After the show you will still need to follow up your leads. If you’ve collected information for a competition let all the applicants know who has won while also reminding them what you offer. If you have taken more than just the basic contact details then you are able to follow up the visitors with a more detailed and personalised letter or telephone number. For example, if you’re an architect and someone has visited your stand enquiring about an extension, you can write them a letter asking if they’ve managed to speak to their conservation officer, offering them any help with plans for their listed building application. You might even like to go one step further and offer them advice on what their conservation officer or local council might prefer. The more information and advice you can provide the better.

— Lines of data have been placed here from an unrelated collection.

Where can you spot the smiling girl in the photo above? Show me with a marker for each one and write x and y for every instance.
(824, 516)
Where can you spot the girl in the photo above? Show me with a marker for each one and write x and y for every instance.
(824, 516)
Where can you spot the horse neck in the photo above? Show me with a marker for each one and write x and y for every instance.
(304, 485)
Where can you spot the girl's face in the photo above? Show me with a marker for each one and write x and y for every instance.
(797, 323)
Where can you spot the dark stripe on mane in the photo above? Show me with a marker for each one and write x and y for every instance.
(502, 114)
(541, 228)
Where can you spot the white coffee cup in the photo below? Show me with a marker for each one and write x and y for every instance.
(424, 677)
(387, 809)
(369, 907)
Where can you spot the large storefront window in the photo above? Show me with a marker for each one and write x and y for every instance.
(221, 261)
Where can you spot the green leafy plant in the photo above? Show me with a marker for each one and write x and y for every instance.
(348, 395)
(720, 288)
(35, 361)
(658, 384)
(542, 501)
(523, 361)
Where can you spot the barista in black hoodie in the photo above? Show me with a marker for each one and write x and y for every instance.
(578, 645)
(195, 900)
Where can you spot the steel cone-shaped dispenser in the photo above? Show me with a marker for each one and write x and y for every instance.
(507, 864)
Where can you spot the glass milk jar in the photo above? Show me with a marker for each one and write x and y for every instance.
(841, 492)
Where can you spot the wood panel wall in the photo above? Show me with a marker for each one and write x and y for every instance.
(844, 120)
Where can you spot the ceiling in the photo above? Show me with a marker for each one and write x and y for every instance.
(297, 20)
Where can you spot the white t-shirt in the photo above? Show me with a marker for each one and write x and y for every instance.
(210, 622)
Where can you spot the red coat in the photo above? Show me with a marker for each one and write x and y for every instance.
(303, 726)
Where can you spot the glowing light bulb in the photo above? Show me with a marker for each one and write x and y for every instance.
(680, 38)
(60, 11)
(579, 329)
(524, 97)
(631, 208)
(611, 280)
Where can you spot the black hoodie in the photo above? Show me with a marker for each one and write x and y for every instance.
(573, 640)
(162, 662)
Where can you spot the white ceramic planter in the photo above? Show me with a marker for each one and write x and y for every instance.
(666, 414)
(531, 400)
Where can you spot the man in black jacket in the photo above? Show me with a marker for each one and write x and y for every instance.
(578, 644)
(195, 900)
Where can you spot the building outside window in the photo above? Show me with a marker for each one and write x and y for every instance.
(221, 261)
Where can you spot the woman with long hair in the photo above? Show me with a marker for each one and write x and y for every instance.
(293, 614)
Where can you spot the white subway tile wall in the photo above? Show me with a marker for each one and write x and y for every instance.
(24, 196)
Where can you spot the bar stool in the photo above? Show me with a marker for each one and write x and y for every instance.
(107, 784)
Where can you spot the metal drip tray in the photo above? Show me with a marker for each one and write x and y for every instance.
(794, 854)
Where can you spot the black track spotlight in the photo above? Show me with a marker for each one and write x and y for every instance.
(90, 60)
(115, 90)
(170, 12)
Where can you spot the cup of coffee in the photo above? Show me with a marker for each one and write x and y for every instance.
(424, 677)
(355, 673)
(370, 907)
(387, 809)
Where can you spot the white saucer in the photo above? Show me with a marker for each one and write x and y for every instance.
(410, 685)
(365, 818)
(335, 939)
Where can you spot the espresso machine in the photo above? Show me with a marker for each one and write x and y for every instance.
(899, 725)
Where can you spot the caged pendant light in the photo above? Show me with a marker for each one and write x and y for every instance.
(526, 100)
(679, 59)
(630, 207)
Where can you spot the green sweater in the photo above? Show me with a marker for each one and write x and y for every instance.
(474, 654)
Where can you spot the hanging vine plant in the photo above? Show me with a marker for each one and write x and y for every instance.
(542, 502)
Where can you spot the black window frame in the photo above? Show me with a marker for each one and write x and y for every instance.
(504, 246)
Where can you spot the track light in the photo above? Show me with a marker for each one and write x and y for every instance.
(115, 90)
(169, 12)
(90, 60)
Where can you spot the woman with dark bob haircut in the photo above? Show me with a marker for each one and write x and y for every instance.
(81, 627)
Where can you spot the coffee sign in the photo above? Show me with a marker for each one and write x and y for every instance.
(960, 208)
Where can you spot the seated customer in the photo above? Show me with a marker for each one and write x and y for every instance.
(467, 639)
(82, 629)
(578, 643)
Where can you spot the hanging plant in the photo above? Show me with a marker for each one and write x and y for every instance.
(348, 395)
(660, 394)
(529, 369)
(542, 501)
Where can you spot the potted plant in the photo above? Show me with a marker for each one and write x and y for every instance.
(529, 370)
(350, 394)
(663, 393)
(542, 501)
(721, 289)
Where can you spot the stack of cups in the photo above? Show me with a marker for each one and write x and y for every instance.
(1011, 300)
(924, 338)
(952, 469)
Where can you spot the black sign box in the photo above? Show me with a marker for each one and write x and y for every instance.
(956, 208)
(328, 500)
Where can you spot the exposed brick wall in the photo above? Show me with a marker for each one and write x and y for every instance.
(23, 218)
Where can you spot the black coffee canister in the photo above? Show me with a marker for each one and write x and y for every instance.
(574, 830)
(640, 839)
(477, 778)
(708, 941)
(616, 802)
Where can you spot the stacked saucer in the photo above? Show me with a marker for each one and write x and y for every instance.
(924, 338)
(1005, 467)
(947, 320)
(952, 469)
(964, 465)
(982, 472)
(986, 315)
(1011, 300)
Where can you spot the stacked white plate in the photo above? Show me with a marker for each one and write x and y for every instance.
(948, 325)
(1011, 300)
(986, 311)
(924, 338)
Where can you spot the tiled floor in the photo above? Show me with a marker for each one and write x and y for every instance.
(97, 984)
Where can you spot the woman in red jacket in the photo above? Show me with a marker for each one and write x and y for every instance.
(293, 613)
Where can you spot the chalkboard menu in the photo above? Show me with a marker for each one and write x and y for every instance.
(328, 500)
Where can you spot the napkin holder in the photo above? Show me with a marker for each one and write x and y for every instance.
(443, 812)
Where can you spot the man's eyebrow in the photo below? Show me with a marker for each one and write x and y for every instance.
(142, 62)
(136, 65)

If you are planning on sending quotes always make sure you send another brochure or images to support the quote. Clearly explain what is included and possibly include optional extras or variations that the client might like to consider. Remember when people visit a show they collect many leaflets and brochures, some of them get lost on the journey home so there’s no harm in sending more details to their home address.
I recently had a call from a member who visited the Listed Property Show in 2008 and he had three companies in mind who he met at the show, he could only remember what they were offering and where they were in the show – It’d taken him nearly two years to get his Listed Building Consent and funds in place and he was finally ready to start making purchases. It just goes to show that all three of these companies must have made a good impression on our member who was keen to start doing business with them. It also shows that although a show usually only lasts for a few days the bookings can still be generated a long time after.
Kellymarie Smith is the organiser of the Listed Property Show and part of the Listed Property Owners Club (LPOC). LPOC was established in 1993 by a group of enthusiastic owners to provide advice and information gained from personal experience to keep listed building owners informed of their obligations, rights, privileges and responsibilities.